Method: Donor corneas stored in organ culture medium at the New South Wales Tissue Banks between 1 April 2014, and 31 December 2018 were reviewed retrospectively. Corneas were divided into groups of low endothelial cell density (<2200 cells/mm2) and adequate endothelial cell density (≥2200 cells/mm2), as well as low cell viability (≤70%) and adequate cell viability (>70%). Two‐sample t‐test was used to compare age between these groups. Pearson’s correlation coefficient was used to investigate linear relationships across age, endothelial cell density, cell viability and endothelial cell loss.

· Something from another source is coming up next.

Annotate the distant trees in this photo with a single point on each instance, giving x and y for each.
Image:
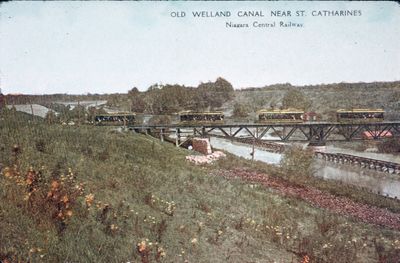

Results: A total of 3203 corneas were included in this analysis. Of these, 4.2% (136/3203) were discarded due to either low endothelial cell density, low cell viability, or both. The mean endothelial density was 2997.9 ± 432.18 cells/mm2 and the mean viability was 94.56 ± 6.56%. A significant difference (P < 0.001) was identified between the donor age for corneas with low endothelial cell density (mean 69.28 ± 11.86 years) compared to those with satisfactory endothelial cell density (mean 62.39 ± 14.18 years). There was a significant positive correlation between final endothelial cell density and viability (r = 0.617, P < 0.001). Conclusion: Corneas with low endothelial cell density were obtained from significantly older donors compared to corneas with satisfactory endothelial cell density. Further studies are warranted to investigate the other impact factors on low cell density and viability.